Third Culture Kids: The Experience of Growing Up Among Worlds by David Pollock and Ruth Van Reken arrived in the mail today. I first read this book about a year ago, after my mom found it. While she was reading it, she would suggest that I read the book, often pausing at random times to tell me that she learned so much about me from reading it, or that my life made so much more sense to her since reading the book. So I decided that if it made my mom, who is pretty close to being my best friend, tell me she understood me more from reading it, then I should read it too. Mom was right. This book taught me why I thought the way I did.
I laughed at some of the stories in this book and cried at others. It seemed like this book was describing my culture, my identity, and my life! I found other Third Culture Kids and compared notes. Had they read this book? What where their experiences with “normal” people? Were they military brats, missionary kids, somehow connected to a business or something all together different? Did they just move a lot?

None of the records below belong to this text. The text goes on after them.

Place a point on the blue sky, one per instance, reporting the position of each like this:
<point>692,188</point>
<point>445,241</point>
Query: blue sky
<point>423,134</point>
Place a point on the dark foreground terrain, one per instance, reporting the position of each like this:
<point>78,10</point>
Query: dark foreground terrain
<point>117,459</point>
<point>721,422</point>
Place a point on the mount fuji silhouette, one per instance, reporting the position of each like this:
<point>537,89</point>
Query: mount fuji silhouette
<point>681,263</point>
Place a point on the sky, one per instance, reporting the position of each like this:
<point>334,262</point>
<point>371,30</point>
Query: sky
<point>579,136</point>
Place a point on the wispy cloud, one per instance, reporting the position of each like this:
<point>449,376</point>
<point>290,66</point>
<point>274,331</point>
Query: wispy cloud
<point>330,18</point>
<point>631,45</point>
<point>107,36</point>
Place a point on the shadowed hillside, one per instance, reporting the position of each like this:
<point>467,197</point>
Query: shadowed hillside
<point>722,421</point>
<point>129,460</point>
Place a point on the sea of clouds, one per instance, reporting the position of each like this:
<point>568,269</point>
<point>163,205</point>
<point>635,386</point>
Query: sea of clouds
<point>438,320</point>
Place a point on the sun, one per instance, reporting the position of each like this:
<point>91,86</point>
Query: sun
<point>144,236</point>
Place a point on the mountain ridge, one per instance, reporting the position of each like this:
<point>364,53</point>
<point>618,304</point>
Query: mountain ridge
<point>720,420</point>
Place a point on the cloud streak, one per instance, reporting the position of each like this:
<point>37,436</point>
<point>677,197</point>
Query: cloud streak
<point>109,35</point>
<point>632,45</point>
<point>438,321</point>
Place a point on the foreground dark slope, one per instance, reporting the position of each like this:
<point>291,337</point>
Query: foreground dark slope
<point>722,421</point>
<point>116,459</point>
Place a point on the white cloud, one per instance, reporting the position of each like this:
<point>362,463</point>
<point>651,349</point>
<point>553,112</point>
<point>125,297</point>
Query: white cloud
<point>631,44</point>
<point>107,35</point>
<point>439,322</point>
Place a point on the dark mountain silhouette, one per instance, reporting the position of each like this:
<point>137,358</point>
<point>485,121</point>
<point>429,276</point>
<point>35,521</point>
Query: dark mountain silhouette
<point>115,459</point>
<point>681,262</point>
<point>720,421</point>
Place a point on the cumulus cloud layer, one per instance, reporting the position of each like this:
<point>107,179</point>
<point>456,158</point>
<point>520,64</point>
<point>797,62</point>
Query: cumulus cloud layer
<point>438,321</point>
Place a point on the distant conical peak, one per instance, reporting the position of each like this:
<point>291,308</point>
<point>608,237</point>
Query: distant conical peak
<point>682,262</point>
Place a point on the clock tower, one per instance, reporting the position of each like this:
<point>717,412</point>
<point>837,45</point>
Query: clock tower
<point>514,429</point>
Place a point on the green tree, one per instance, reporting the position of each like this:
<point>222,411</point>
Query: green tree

As I thought about the answers I got and the book itself, I decided that I wanted to re-read the book, slowly and taking notes/highlighting/marking it up.
One repercussion from reading this book seems to be that I just shrug some of my behavior off because I’m a third culture kid, and that’s just how we roll. But as I think about my behavior, I can see that in reality, I’m a third culture kid from the Heavenly Kingdom. My culture should reflect Heaven’s culture–that of worship. So is some of my behavior really sin that I’ve ignored because of the Third Culture Kid mentality? I’ll be thinking about this while I re-read and re-think through this book.